NIPS 2012 Workshop on Scalable Methods for Social Network Analysis

Workshop Schedule, Friday Dec 7th, 2012

Morning session:

7:30	Opening remarks
7:40	Dave Hunter, Penn State University: Statistical modeling of networks: ERGMs and beyond. 20 minute invited talk.
8:00	Ulrik Brandes, University of Konstanz: Algorithmic Implications of a Representational Theory of Centrality Measurement. 30 min invited talk with 10 minute discussion led by Carter Butts.
8:40	Approximating partition functions for exponential-family random graph models Wen Pu, Eyal Amir, Dorothy Espelage (University of Illinois at Urbana-Champaign) 15 min contributed talk
8:55	Graph partitioning via balanced label propagation Johan Ugander (Cornell University), Lars Backstorm (Facebook) 15 min contributed talk
9:10	Coffee break and poster setup
9:30	Poster session (14 posters).
10:30	Break and official end of poster session

Afternoon session

15:30	Pavel Krivitsky, Penn State, and Mark Handcock, UCLA: Partial observations and missing information with social network data. (20 min invited talk)
15:50	David Kempe, USC: Low-distortion Inference of Latent Similarities from a Multiplex Social Network. 30 min invited talk with 10 min discussion led by David Mount
16:30	Graphlet decomposition of a weighted network H. A. Soufiani and E. M. Airoldi (Harvard). 15 min contributed talk
16:45	Bringing survival analysis to information propagation Manuel Gomez Rodriguez (MPI/Stanford), Bernhard Schölkopf (MPI) 15 min contributed talk
17:00	COFFEE BREAK
17:20	David Eppstein, University of California, Irvine: Windows into Relational Events: Data Structures for Contiguous Subsequences of Edges 20 min invited talk with 10 min discussion led by Dave Hunter
17:50	Carter Butts, University of California, Irvine: Challenges and Directions in Modeling Large-scale Networks 30 min invited talk with 10 min discussion led by Ulrik Brandes
18:30	End of workshop

Abstracts for Invited talks

Algorithmic Implications of a Representational Theory of Centrality Measurement

Ulrik Brandes, University of Konstanz

Recently, I proposed a fundamentally different approach to the analysis of centrality in networks. It inspired by conjoint measurement theory and intended to narrow the gap between substantive theory and quantitative network analysis. In this talk, I will briefly review the approach and point out some interesting combinatorial and algorithmic problems arising it.

Statistical modeling of networks: ERGMs and beyond

Dave Hunter, Penn State

This talk discusses the notion of statistical models for networks, in particular exponential-family random graph (ERGM) framework. After briefly explaining some issues of parameter estimation for these models, we briefly consider two related extensions--model-based clustering for large networks and event-based models--and their application to large networks of over a hundred thousand nodes.

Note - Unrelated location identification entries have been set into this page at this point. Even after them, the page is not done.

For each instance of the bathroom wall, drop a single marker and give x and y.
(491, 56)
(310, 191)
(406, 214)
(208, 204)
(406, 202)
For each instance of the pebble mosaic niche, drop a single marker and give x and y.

Low-distortion Inference of Latent Similarities from a Multiplex Social Network

David Kempe, USC

What can a social network tell us about the underlying latent "social structure," the way in which individuals are similar or dissimilar? Much of social network analysis is, implicitly or explicitly, predicated on the assumption that individuals tend to be more similar to their friends than to strangers. Having explicit access to similarity information instead of merely the noisy signal provided by the presence or absence of edges could improve analysis significantly. We study the following natural question: Given a social network - reflecting the underlying social distances between its nodes - how accurately can we reconstruct the social structure? It is tempting to model similarities and dissimilarities as distances, so that the social structure is a metric space. However, observed social networks are usually multiplex, in the sense that different edges originate from similarity in one or more among a number of different categories, such as geographical proximity, professional interactions, kinship, or hobbies. Since close proximity in even one category makes the presence of edges much more likely, an observed social network is more accurately modeled as a union of separate networks. In general, it is a priori not known which network a given edge comes from. While generative models based on a single metric space have been analyzed previously, a union of several networks individually generated from metrics is structurally very different from (and more complex than) networks generated from just one metric. We begin to address this reconstruction problem formally. The latent "social structure" consists of several metric spaces. Each metric space gives rise to a "distance-based random graph," in which edges are created according to a distribution that depends on the underlying metric space and makes long-range edges less likely than short ones. For a concrete model, we consider Kleinberg's small-world model and some variations thereof. The observed social network is the union of these graphs. All edges are unlabeled, in the sense that the existence of an edge does not reveal which random graph it comes from. Our main result is a near-linear time algorithm which reconstructs from this unlabeled union each of the individual metrics with provably low distortion. (Joint work with Ittai Abraham Shiri Chechik, and Aleksandrs Slivkins.)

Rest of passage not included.